Currently, Log Service supports saving a query statement as Saved Search, setting a trigger cycle (interval) for query, setting judgment conditions for execution results, and sending alarms. You can also set alarm actions, namely, the way to inform you when the result of regularly running Saved Search triggers alarm conditions.
Currently the following 3 notification methods are supported:
- Notification center: Multiple contacts can be set in Alibaba Cloud notification center. Notifications are sent by using emails and text messages.
- WebHook: Including DingTalk robot and custom WebHook.
For more information about alarm function configuration and use, see Set alarm rules. In addition to monitoring and alarming by using Log Service, you can also use Alibaba Cloud CloudMonitor to monitor the metrics of Log Service. Notification messages are sent to you when alarm conditions are triggered.
Taking Nginx logs as an example, we demonstrate how to use Log Service to perform regular query and analysis on collected log information and determine the following business issues based on the LogSearch results:
- Whether or not an error exists.
- Whether or not a performance problem exists.
- Whether or not the traffic has a sudden decrease or increase.
Collect the log data.
- Enter the Data Source Access Wizard on the Logstore List page and then select Nginx Access Log.
- Enter the Configuration Name, Log Path, Nginx Log Format, and Nginx Key Name, and configure the Advanced Settings as per your needs.
- Click Next to configure the index.
Set the index.
Set the views and alarms for key metrics.
The common errors are as follows: 404 (the request cannot find the address)/502/500 (error on the server). Generally we only focus on 500 (error on the server).

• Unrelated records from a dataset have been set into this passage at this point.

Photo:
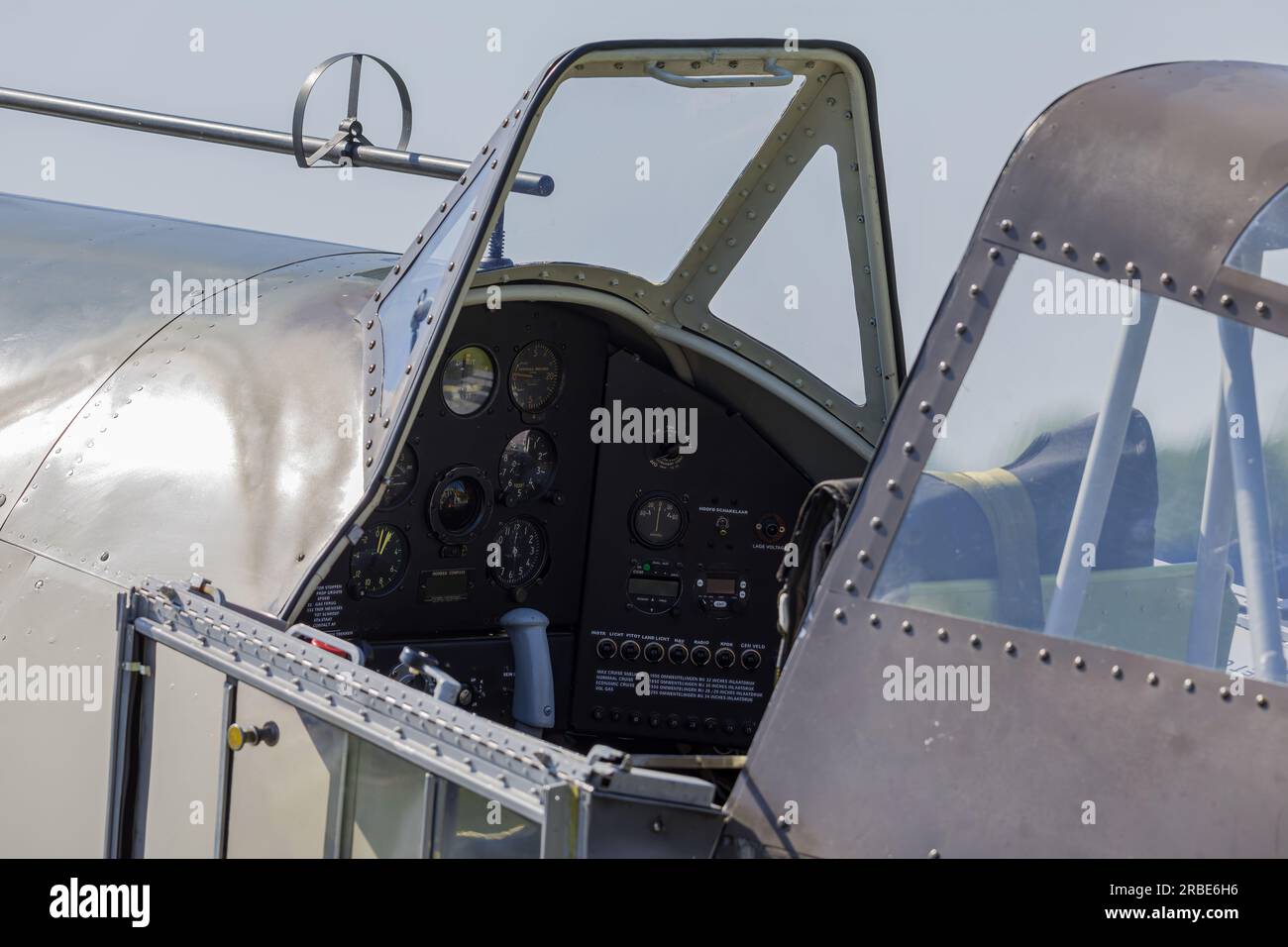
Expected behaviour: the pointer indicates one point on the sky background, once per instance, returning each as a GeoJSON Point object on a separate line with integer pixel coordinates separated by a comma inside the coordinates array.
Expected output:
{"type": "Point", "coordinates": [958, 81]}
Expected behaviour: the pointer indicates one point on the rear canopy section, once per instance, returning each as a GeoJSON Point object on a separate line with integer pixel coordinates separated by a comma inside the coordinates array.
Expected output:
{"type": "Point", "coordinates": [1054, 621]}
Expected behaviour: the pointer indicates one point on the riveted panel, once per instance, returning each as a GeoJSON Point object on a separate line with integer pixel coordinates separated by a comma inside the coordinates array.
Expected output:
{"type": "Point", "coordinates": [228, 445]}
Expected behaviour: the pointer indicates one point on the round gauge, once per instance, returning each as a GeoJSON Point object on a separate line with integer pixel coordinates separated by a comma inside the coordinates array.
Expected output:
{"type": "Point", "coordinates": [527, 467]}
{"type": "Point", "coordinates": [459, 504]}
{"type": "Point", "coordinates": [469, 377]}
{"type": "Point", "coordinates": [523, 553]}
{"type": "Point", "coordinates": [535, 377]}
{"type": "Point", "coordinates": [377, 562]}
{"type": "Point", "coordinates": [657, 521]}
{"type": "Point", "coordinates": [402, 479]}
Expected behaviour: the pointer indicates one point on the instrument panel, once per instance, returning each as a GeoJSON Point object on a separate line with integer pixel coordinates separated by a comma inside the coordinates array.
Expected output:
{"type": "Point", "coordinates": [488, 504]}
{"type": "Point", "coordinates": [645, 556]}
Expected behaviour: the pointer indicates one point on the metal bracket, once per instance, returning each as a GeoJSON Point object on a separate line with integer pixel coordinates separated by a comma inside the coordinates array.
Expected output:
{"type": "Point", "coordinates": [349, 134]}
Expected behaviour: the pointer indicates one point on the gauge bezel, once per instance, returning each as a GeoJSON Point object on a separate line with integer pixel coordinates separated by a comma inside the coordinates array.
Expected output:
{"type": "Point", "coordinates": [545, 553]}
{"type": "Point", "coordinates": [402, 574]}
{"type": "Point", "coordinates": [658, 495]}
{"type": "Point", "coordinates": [490, 394]}
{"type": "Point", "coordinates": [411, 487]}
{"type": "Point", "coordinates": [559, 384]}
{"type": "Point", "coordinates": [432, 514]}
{"type": "Point", "coordinates": [554, 470]}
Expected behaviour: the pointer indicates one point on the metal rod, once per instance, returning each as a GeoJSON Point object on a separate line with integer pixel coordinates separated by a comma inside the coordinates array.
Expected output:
{"type": "Point", "coordinates": [1211, 581]}
{"type": "Point", "coordinates": [246, 137]}
{"type": "Point", "coordinates": [1252, 501]}
{"type": "Point", "coordinates": [1102, 471]}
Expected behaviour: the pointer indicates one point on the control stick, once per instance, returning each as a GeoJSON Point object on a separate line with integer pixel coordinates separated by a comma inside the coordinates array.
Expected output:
{"type": "Point", "coordinates": [533, 677]}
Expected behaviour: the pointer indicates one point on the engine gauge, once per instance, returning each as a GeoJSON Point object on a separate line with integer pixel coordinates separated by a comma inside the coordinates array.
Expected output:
{"type": "Point", "coordinates": [469, 377]}
{"type": "Point", "coordinates": [527, 467]}
{"type": "Point", "coordinates": [536, 377]}
{"type": "Point", "coordinates": [402, 479]}
{"type": "Point", "coordinates": [377, 562]}
{"type": "Point", "coordinates": [657, 521]}
{"type": "Point", "coordinates": [523, 553]}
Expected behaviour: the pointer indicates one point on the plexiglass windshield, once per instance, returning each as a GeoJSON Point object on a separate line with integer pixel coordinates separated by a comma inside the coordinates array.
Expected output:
{"type": "Point", "coordinates": [1111, 474]}
{"type": "Point", "coordinates": [643, 166]}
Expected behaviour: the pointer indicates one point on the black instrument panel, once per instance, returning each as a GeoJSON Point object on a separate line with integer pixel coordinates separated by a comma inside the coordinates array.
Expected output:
{"type": "Point", "coordinates": [682, 586]}
{"type": "Point", "coordinates": [522, 483]}
{"type": "Point", "coordinates": [488, 505]}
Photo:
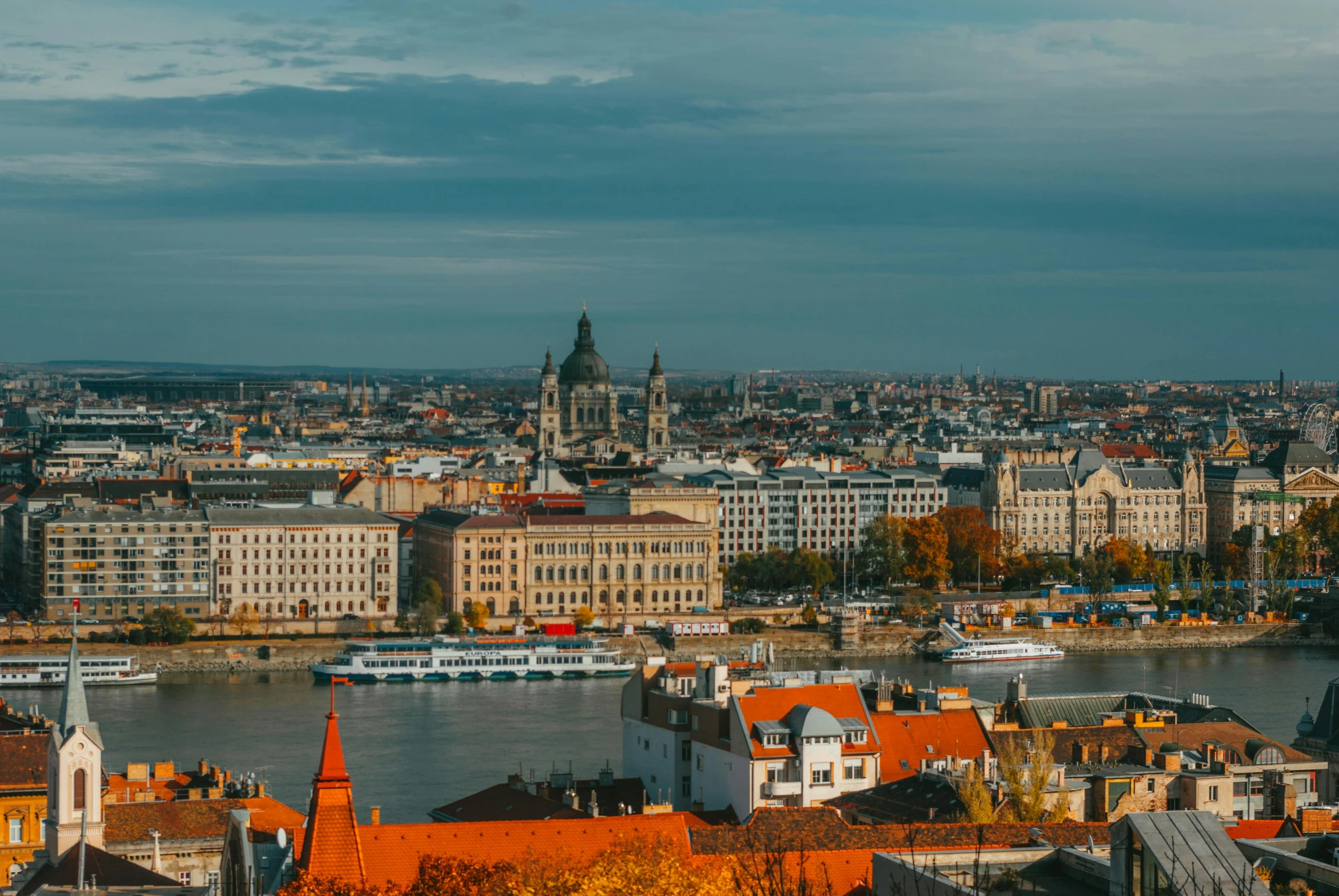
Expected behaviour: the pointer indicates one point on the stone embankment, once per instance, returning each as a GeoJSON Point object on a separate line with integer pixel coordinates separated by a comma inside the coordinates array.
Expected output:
{"type": "Point", "coordinates": [899, 641]}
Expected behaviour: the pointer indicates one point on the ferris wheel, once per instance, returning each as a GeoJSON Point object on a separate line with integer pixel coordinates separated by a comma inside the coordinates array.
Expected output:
{"type": "Point", "coordinates": [1318, 427]}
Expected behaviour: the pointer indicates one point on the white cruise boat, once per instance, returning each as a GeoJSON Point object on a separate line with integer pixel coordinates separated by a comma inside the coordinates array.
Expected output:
{"type": "Point", "coordinates": [980, 651]}
{"type": "Point", "coordinates": [49, 671]}
{"type": "Point", "coordinates": [445, 659]}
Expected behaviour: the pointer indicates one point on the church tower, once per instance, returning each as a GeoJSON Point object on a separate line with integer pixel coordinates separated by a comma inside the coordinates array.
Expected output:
{"type": "Point", "coordinates": [74, 769]}
{"type": "Point", "coordinates": [549, 410]}
{"type": "Point", "coordinates": [658, 410]}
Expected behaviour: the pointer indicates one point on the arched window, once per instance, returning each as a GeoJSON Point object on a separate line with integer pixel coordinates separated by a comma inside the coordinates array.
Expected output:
{"type": "Point", "coordinates": [81, 787]}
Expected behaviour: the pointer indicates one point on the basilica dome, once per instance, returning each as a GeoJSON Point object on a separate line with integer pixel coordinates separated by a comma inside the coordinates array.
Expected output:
{"type": "Point", "coordinates": [584, 365]}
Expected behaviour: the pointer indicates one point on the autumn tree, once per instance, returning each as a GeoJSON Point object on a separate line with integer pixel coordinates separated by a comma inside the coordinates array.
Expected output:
{"type": "Point", "coordinates": [978, 803]}
{"type": "Point", "coordinates": [1161, 587]}
{"type": "Point", "coordinates": [244, 620]}
{"type": "Point", "coordinates": [1025, 765]}
{"type": "Point", "coordinates": [883, 552]}
{"type": "Point", "coordinates": [477, 614]}
{"type": "Point", "coordinates": [927, 552]}
{"type": "Point", "coordinates": [428, 608]}
{"type": "Point", "coordinates": [971, 540]}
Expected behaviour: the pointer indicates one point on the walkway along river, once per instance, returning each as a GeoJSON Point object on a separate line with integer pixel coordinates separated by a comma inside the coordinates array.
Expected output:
{"type": "Point", "coordinates": [416, 746]}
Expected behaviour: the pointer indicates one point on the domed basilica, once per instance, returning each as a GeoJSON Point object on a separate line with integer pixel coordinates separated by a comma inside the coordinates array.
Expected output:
{"type": "Point", "coordinates": [577, 400]}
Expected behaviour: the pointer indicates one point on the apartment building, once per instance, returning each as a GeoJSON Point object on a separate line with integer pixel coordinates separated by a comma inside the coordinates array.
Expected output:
{"type": "Point", "coordinates": [626, 566]}
{"type": "Point", "coordinates": [295, 562]}
{"type": "Point", "coordinates": [703, 740]}
{"type": "Point", "coordinates": [794, 507]}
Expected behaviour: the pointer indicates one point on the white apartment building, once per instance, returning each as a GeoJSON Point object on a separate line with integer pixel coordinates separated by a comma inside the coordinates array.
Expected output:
{"type": "Point", "coordinates": [794, 507]}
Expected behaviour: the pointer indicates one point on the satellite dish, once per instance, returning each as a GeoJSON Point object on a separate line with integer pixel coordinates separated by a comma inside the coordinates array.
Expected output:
{"type": "Point", "coordinates": [1318, 427]}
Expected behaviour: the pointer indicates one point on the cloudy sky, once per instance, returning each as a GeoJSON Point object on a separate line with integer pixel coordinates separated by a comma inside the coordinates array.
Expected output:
{"type": "Point", "coordinates": [1100, 189]}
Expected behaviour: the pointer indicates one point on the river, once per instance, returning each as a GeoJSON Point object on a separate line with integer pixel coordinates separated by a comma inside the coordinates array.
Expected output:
{"type": "Point", "coordinates": [412, 746]}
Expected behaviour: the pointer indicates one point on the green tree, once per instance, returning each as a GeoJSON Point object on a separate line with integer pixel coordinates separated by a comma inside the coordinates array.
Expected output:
{"type": "Point", "coordinates": [168, 625]}
{"type": "Point", "coordinates": [1099, 571]}
{"type": "Point", "coordinates": [428, 608]}
{"type": "Point", "coordinates": [477, 614]}
{"type": "Point", "coordinates": [456, 625]}
{"type": "Point", "coordinates": [882, 555]}
{"type": "Point", "coordinates": [1161, 587]}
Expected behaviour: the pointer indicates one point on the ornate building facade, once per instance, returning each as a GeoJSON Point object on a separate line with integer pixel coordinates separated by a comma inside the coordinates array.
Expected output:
{"type": "Point", "coordinates": [1073, 508]}
{"type": "Point", "coordinates": [577, 400]}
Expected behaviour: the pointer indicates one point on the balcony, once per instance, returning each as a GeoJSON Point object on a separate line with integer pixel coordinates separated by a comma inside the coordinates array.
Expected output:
{"type": "Point", "coordinates": [775, 789]}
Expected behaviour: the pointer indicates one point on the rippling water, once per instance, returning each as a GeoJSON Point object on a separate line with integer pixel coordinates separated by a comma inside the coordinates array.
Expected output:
{"type": "Point", "coordinates": [412, 746]}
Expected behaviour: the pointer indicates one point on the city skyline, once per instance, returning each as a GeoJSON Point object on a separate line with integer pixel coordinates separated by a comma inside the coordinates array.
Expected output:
{"type": "Point", "coordinates": [1123, 190]}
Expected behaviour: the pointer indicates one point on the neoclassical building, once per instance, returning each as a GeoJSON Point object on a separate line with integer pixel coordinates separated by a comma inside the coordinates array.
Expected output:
{"type": "Point", "coordinates": [1073, 508]}
{"type": "Point", "coordinates": [577, 399]}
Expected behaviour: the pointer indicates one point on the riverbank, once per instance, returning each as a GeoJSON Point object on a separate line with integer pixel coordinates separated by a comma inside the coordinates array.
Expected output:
{"type": "Point", "coordinates": [895, 641]}
{"type": "Point", "coordinates": [887, 641]}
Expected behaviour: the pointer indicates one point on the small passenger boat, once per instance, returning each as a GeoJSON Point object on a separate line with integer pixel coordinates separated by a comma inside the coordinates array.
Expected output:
{"type": "Point", "coordinates": [445, 659]}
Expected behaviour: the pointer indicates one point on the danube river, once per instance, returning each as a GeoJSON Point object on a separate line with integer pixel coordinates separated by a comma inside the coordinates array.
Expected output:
{"type": "Point", "coordinates": [416, 746]}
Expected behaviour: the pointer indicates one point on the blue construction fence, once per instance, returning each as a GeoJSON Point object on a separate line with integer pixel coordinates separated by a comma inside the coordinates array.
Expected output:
{"type": "Point", "coordinates": [1176, 586]}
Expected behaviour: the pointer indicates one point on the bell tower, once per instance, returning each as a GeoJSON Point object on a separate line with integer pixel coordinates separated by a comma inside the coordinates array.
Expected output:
{"type": "Point", "coordinates": [658, 408]}
{"type": "Point", "coordinates": [74, 769]}
{"type": "Point", "coordinates": [549, 408]}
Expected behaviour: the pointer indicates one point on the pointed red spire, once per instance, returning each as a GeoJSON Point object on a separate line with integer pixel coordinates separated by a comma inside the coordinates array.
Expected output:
{"type": "Point", "coordinates": [332, 754]}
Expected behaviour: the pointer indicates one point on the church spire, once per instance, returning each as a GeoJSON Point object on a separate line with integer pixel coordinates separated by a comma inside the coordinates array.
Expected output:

Determine if a 500 error exists. You can use the following query to count the number of errors (c) in the unit time and set the alarm rule as if c > 0, an alarm is to be sent.
status:500 | select count(1) as c
This method is relatively simple but too sensitive. For services facing relatively high business pressure, a few 500 errors are common. In response to this situation, you can set the Trigger Count as 2 in the alarm conditions so that alarms are only triggered when the conditions are met for 2 times in a row.
Although no error occurs in server operation, the latency might be increased. You can set an alarm for latency.
For example, you can calculate all the write request (“Post”) latencies of an interface (“/adduser”) using the following method. Set the alarm rule as l > 300000, which means when the average value exceeds 300 ms, an alarm is to be sent.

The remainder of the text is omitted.